Hillary Clinton pulled off a direct critique of Bernie Sanders that’s usually creeping around under the surface on Wednesday morning, during her interview with Politico.
Clinton said that Bernie is a relatively new Democrat; when Glenn Thrush asked her if Sanders is a Democrat, she further added “in fact, I’m not even sure he is one. He’s running as one. So I don’t know quite how to characterize him. “There’s a lot of this floating out there. During the interview many questions about Sanders not raising money for Democrats down-ticket. Questions about his voting history. His past assertions that the blue party wasn’t really that different from the red party. His more recent assertion that he only ran as a Democrat to get media coverage.

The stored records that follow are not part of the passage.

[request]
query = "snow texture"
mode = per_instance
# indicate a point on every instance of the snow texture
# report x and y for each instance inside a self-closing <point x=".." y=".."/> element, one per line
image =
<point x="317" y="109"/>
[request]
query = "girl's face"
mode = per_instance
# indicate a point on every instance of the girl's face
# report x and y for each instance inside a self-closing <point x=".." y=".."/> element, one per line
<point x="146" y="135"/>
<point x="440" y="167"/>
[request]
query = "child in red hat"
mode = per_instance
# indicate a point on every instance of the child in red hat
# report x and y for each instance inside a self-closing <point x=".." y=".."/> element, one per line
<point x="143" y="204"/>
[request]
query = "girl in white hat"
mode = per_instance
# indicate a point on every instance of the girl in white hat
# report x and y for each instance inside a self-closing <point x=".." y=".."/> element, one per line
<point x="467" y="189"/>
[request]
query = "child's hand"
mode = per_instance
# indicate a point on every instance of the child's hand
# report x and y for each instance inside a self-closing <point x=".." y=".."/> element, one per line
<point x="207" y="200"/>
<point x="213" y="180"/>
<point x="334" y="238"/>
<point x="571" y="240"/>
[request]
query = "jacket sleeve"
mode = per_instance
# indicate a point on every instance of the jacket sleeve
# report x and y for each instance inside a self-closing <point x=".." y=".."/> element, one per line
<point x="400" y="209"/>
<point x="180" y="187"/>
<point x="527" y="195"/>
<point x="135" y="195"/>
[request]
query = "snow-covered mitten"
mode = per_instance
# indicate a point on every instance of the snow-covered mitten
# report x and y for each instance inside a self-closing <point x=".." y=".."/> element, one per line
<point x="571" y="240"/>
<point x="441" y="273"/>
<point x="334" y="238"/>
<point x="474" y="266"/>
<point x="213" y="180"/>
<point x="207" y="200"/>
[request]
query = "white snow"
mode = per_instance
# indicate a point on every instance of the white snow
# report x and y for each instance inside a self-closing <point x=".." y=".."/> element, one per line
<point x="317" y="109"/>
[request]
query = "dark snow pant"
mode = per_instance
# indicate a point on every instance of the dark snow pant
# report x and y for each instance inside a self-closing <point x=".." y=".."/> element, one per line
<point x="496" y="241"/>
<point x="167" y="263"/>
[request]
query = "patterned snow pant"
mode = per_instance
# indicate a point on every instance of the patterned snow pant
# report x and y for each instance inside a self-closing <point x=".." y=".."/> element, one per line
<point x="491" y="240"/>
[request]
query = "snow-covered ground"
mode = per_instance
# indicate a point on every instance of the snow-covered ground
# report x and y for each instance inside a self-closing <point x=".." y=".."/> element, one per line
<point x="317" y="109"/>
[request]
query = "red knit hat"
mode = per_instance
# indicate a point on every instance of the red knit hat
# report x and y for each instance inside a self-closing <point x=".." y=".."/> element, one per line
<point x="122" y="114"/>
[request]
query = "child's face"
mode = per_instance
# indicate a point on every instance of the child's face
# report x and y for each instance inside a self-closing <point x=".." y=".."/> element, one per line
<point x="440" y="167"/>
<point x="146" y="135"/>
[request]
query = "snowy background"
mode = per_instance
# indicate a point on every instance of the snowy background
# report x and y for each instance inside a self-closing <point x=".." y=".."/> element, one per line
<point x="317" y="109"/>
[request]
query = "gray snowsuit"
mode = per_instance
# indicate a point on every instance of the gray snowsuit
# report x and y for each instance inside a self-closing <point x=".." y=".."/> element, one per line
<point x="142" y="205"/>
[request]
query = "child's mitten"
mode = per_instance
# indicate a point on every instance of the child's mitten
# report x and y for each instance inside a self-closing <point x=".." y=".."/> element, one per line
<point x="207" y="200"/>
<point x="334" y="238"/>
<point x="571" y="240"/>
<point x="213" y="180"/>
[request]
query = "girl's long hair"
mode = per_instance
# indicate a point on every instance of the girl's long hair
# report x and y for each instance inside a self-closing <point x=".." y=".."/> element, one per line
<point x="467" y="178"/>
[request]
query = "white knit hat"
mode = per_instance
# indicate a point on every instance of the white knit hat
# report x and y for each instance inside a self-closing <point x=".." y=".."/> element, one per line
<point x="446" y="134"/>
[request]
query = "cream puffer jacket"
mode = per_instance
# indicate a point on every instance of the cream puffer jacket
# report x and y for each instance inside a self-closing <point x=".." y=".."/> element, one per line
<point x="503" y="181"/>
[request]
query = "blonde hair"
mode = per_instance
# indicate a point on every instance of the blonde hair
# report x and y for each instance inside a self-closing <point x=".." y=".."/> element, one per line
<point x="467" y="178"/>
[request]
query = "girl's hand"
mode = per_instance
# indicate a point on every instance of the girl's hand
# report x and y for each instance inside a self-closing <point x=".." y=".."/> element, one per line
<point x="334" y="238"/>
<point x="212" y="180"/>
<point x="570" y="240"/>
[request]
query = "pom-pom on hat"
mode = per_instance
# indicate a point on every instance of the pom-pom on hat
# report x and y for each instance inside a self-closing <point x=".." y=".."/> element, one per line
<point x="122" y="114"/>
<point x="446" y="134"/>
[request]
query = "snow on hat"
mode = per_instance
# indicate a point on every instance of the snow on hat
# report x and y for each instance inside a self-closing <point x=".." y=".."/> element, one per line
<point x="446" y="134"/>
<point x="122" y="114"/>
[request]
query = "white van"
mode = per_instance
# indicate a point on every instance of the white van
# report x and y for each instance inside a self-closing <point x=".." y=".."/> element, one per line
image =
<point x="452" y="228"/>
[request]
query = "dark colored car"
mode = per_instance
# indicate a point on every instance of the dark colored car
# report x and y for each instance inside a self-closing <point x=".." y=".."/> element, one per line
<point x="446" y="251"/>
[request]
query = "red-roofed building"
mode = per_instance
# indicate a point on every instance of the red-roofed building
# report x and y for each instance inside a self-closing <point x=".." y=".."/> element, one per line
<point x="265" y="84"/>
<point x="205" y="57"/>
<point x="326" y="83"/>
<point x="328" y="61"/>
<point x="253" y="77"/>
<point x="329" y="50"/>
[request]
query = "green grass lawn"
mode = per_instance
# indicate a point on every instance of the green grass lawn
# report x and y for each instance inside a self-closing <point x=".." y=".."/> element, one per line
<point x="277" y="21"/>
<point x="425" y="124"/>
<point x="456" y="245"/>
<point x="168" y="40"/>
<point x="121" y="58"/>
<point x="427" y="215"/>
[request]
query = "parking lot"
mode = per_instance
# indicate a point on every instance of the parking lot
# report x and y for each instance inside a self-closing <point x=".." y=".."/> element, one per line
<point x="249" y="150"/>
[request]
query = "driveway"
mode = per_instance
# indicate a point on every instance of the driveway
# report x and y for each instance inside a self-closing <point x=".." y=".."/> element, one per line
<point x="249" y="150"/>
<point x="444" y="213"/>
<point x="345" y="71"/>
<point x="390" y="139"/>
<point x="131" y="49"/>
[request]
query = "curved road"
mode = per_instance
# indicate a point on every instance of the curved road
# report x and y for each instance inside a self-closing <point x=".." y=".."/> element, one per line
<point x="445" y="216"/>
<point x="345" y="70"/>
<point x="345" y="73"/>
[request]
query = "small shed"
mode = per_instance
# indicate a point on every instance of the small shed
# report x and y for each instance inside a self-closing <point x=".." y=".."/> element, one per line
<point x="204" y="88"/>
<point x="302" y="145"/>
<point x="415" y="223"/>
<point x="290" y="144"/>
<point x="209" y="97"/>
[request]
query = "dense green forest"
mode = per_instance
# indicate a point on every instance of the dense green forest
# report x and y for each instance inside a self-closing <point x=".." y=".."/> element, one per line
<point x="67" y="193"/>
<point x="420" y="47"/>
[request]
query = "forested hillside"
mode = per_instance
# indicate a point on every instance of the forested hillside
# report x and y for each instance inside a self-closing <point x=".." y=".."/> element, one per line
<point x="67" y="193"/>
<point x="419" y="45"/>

By about 13 points, Bernie Sanders won Wisconsin where he and Clinton tied among Democrats. Noting that Sanders ran up huge margins among independents, in the same way that Clinton has won states.
For instance, Clinton and Sanders would have split the delegates instead of Sanders netting a plus-11 margin, in Wisconsin. In other words, Clinton’s wide delegate lead wouldn’t have fallen at all, if only Democrats voted. Furthermore if changes are tallied up in each state, Clinton’s delegate margin from the states shown jumps from plus-337 to plus-604. In other words, if you take out independent votes, Clinton’s pledged-delegate total jumps from 1,279 to somewhere over 1,400.
Her overall lead (including states for which we don’t have exits) goes from 252 to more than 500. If the former was insurmountable, which it essentially is, the latter is Everest.
Nevertheless, that’s not how it works, to Hillary Clinton’s consternation. The strong support of independents coming out to vote for a long-time independent is forcing the Democratic front-runner to keep scrambling to win Democratic primaries. Clinton doesn’t even know if the guy is a Democrat! People coming to vote in the Democratic primaries don’t seem to care.